At the center of community concern is draft language in the Senate version of the bill that would grant the U.S. Treasury sweeping authority to temporarily hold, freeze, or seize cryptocurrency transactions without requiring a court order. These provisions could also apply to certain decentralized finance (DeFi) platforms and protocols deemed "non-decentralized," raising alarms about self-custody rights and financial autonomy. For most respondents, stablecoin rewards were viewed as negotiable, but protections against financial surveillance were considered non-negotiable.
Ironically, what is actually blocking the bill in Congress has little to do with privacy. The CLARITY Act passed the U.S. House in July 2025 with a strong bipartisan vote of 294 to 134, but has since stalled in the Senate Banking Committee due to fierce lobbying from the American Bankers Association. The group is pushing to eliminate all stablecoin yield offerings, arguing that such rewards pose a direct threat to traditional bank deposits.

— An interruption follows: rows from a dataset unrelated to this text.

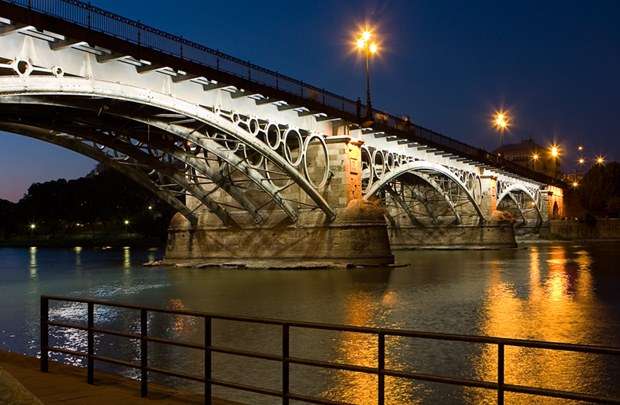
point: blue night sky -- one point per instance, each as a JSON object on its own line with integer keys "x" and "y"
{"x": 554, "y": 64}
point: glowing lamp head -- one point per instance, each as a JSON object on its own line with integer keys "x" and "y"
{"x": 554, "y": 151}
{"x": 501, "y": 120}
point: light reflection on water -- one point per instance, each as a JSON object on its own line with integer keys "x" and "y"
{"x": 557, "y": 292}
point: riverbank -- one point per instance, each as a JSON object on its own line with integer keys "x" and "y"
{"x": 66, "y": 385}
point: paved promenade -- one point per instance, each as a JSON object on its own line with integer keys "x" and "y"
{"x": 67, "y": 385}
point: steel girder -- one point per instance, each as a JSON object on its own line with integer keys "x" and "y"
{"x": 510, "y": 189}
{"x": 424, "y": 170}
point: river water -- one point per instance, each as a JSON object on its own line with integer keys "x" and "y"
{"x": 557, "y": 292}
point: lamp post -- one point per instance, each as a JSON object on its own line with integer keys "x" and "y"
{"x": 501, "y": 121}
{"x": 366, "y": 43}
{"x": 554, "y": 153}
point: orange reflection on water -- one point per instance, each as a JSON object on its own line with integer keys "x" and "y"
{"x": 557, "y": 308}
{"x": 355, "y": 348}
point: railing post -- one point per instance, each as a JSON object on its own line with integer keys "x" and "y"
{"x": 144, "y": 357}
{"x": 91, "y": 344}
{"x": 44, "y": 334}
{"x": 285, "y": 363}
{"x": 208, "y": 359}
{"x": 381, "y": 368}
{"x": 500, "y": 374}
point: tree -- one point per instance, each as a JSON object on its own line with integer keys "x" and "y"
{"x": 599, "y": 192}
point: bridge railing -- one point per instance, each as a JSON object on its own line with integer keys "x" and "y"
{"x": 285, "y": 357}
{"x": 135, "y": 32}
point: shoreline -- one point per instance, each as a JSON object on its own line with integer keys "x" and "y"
{"x": 65, "y": 383}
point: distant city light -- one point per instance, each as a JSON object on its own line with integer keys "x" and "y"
{"x": 554, "y": 151}
{"x": 501, "y": 120}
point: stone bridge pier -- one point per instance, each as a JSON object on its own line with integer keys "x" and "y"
{"x": 260, "y": 167}
{"x": 356, "y": 235}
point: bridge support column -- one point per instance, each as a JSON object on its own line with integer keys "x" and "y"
{"x": 488, "y": 204}
{"x": 358, "y": 235}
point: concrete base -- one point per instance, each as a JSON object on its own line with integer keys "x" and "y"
{"x": 357, "y": 237}
{"x": 453, "y": 237}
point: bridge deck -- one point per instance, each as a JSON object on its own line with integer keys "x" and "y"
{"x": 67, "y": 385}
{"x": 122, "y": 36}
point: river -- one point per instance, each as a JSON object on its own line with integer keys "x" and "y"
{"x": 563, "y": 292}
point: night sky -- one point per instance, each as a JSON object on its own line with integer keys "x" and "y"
{"x": 554, "y": 64}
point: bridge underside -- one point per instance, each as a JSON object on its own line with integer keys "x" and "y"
{"x": 254, "y": 178}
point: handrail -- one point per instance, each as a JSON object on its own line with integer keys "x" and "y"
{"x": 113, "y": 25}
{"x": 286, "y": 359}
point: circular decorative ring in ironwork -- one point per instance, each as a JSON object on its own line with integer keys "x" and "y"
{"x": 367, "y": 166}
{"x": 58, "y": 71}
{"x": 272, "y": 136}
{"x": 290, "y": 134}
{"x": 323, "y": 144}
{"x": 22, "y": 67}
{"x": 253, "y": 126}
{"x": 378, "y": 154}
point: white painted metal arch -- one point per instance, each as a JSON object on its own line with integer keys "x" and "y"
{"x": 65, "y": 86}
{"x": 416, "y": 167}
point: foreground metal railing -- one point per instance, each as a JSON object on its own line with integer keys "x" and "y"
{"x": 98, "y": 20}
{"x": 286, "y": 359}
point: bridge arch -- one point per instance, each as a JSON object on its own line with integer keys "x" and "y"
{"x": 510, "y": 192}
{"x": 421, "y": 169}
{"x": 46, "y": 90}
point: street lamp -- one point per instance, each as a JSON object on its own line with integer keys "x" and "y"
{"x": 366, "y": 43}
{"x": 535, "y": 157}
{"x": 554, "y": 152}
{"x": 501, "y": 121}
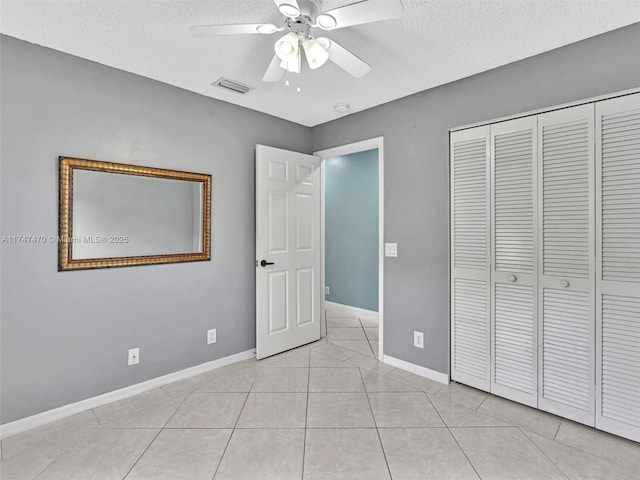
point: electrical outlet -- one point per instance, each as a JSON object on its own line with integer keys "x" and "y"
{"x": 390, "y": 249}
{"x": 134, "y": 356}
{"x": 211, "y": 336}
{"x": 418, "y": 339}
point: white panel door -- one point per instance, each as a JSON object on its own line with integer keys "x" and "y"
{"x": 470, "y": 271}
{"x": 618, "y": 266}
{"x": 514, "y": 260}
{"x": 566, "y": 300}
{"x": 287, "y": 250}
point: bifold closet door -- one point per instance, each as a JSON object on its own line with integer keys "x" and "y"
{"x": 566, "y": 368}
{"x": 618, "y": 266}
{"x": 513, "y": 258}
{"x": 470, "y": 271}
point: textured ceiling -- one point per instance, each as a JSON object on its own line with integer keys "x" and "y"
{"x": 435, "y": 42}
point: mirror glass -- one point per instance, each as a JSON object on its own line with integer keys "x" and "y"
{"x": 118, "y": 215}
{"x": 121, "y": 215}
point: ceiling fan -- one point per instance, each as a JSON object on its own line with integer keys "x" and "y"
{"x": 300, "y": 16}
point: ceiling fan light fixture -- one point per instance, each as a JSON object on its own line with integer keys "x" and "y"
{"x": 316, "y": 55}
{"x": 289, "y": 10}
{"x": 266, "y": 28}
{"x": 326, "y": 21}
{"x": 288, "y": 46}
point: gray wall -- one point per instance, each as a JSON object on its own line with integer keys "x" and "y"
{"x": 351, "y": 229}
{"x": 65, "y": 335}
{"x": 415, "y": 131}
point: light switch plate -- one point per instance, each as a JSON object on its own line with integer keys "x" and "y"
{"x": 418, "y": 339}
{"x": 390, "y": 249}
{"x": 134, "y": 356}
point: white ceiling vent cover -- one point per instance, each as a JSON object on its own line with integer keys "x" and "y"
{"x": 232, "y": 85}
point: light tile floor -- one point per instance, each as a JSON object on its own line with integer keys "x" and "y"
{"x": 328, "y": 410}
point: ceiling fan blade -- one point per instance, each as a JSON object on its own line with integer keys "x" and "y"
{"x": 289, "y": 8}
{"x": 366, "y": 11}
{"x": 212, "y": 30}
{"x": 344, "y": 58}
{"x": 274, "y": 72}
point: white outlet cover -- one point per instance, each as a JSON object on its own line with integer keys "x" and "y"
{"x": 134, "y": 356}
{"x": 418, "y": 339}
{"x": 390, "y": 249}
{"x": 211, "y": 336}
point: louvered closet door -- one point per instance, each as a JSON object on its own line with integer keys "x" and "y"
{"x": 618, "y": 266}
{"x": 513, "y": 203}
{"x": 470, "y": 272}
{"x": 566, "y": 369}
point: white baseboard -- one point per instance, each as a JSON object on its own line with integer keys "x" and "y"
{"x": 417, "y": 369}
{"x": 27, "y": 423}
{"x": 340, "y": 310}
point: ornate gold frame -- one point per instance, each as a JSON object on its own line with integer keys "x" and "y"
{"x": 65, "y": 225}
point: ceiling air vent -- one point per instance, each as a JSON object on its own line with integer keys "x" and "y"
{"x": 232, "y": 85}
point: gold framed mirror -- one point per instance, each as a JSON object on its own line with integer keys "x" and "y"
{"x": 117, "y": 215}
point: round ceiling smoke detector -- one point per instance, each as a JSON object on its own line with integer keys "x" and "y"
{"x": 289, "y": 10}
{"x": 326, "y": 21}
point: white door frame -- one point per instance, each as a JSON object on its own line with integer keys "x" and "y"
{"x": 350, "y": 148}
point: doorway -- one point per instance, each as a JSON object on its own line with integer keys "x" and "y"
{"x": 363, "y": 310}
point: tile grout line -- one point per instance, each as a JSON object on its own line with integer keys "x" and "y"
{"x": 142, "y": 454}
{"x": 543, "y": 452}
{"x": 558, "y": 429}
{"x": 162, "y": 429}
{"x": 233, "y": 430}
{"x": 482, "y": 402}
{"x": 61, "y": 454}
{"x": 384, "y": 454}
{"x": 306, "y": 416}
{"x": 608, "y": 459}
{"x": 367, "y": 338}
{"x": 453, "y": 436}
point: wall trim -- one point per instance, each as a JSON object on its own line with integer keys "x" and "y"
{"x": 417, "y": 369}
{"x": 341, "y": 310}
{"x": 39, "y": 419}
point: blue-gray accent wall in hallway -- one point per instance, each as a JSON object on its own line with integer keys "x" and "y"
{"x": 351, "y": 229}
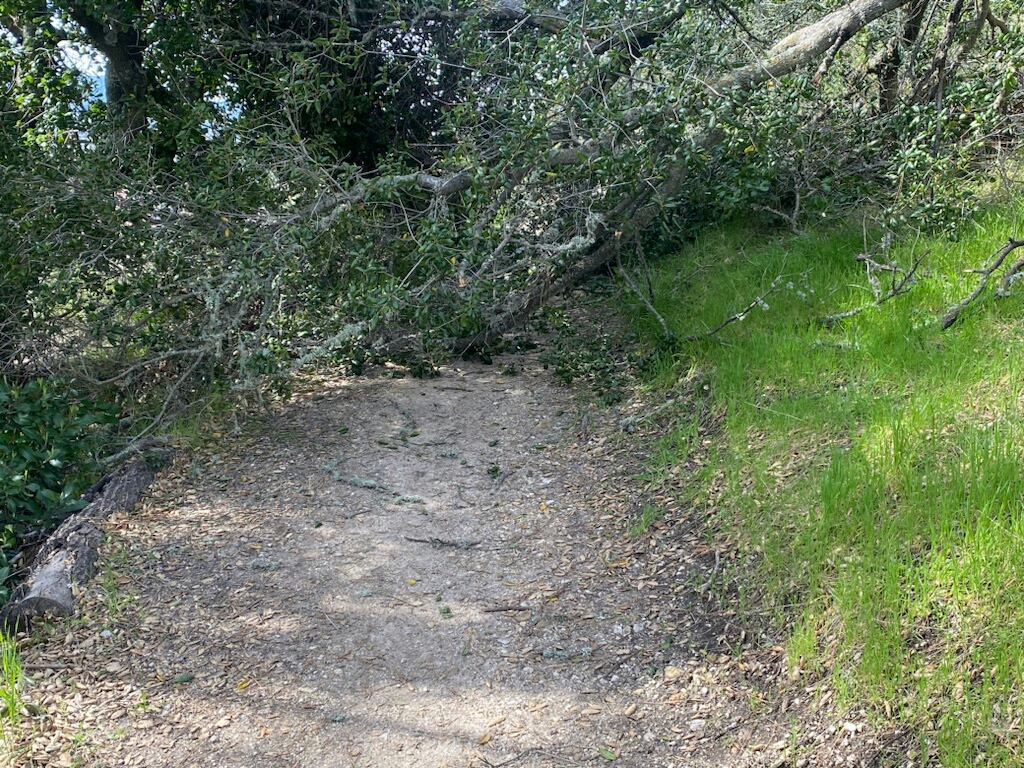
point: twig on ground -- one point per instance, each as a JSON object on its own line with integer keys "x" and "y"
{"x": 441, "y": 543}
{"x": 504, "y": 609}
{"x": 952, "y": 314}
{"x": 900, "y": 283}
{"x": 628, "y": 279}
{"x": 759, "y": 301}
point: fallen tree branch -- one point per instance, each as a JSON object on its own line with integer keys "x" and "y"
{"x": 741, "y": 314}
{"x": 69, "y": 556}
{"x": 952, "y": 314}
{"x": 901, "y": 283}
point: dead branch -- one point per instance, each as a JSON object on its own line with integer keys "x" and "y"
{"x": 628, "y": 280}
{"x": 741, "y": 314}
{"x": 952, "y": 314}
{"x": 901, "y": 282}
{"x": 69, "y": 556}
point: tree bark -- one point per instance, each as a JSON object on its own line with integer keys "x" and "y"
{"x": 632, "y": 215}
{"x": 69, "y": 556}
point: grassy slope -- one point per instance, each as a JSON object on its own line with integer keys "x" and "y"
{"x": 876, "y": 468}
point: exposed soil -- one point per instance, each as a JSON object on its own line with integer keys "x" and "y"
{"x": 415, "y": 572}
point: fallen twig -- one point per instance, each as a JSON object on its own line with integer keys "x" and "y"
{"x": 504, "y": 609}
{"x": 952, "y": 314}
{"x": 440, "y": 543}
{"x": 899, "y": 285}
{"x": 759, "y": 301}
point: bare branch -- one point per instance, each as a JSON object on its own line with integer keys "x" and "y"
{"x": 953, "y": 312}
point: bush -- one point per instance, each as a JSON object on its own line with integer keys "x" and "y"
{"x": 49, "y": 439}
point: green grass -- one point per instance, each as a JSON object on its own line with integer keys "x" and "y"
{"x": 873, "y": 468}
{"x": 10, "y": 684}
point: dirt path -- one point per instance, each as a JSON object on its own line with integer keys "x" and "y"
{"x": 399, "y": 572}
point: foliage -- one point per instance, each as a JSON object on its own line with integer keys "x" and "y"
{"x": 49, "y": 439}
{"x": 270, "y": 186}
{"x": 869, "y": 469}
{"x": 596, "y": 363}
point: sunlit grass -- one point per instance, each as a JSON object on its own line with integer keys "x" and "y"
{"x": 875, "y": 467}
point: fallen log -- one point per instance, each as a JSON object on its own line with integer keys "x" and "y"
{"x": 69, "y": 556}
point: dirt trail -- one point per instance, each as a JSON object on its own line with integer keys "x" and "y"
{"x": 397, "y": 572}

Senators Angela Alsobrooks and Thom Tillis have been working to find middle ground, proposing a compromise that would prohibit passive stablecoin yields while allowing activity-based rewards to continue. However, a White House deadline of March 1st passed without resolution, and Senate Majority Leader John Thune has indicated no floor vote will occur before April 2026. Analysts caution that failure to advance the bill out of committee by late April significantly reduces its chances of becoming law this year.
The contrast is stark: crypto users are fighting for privacy, while Capitol Hill remains gridlocked over banking economics.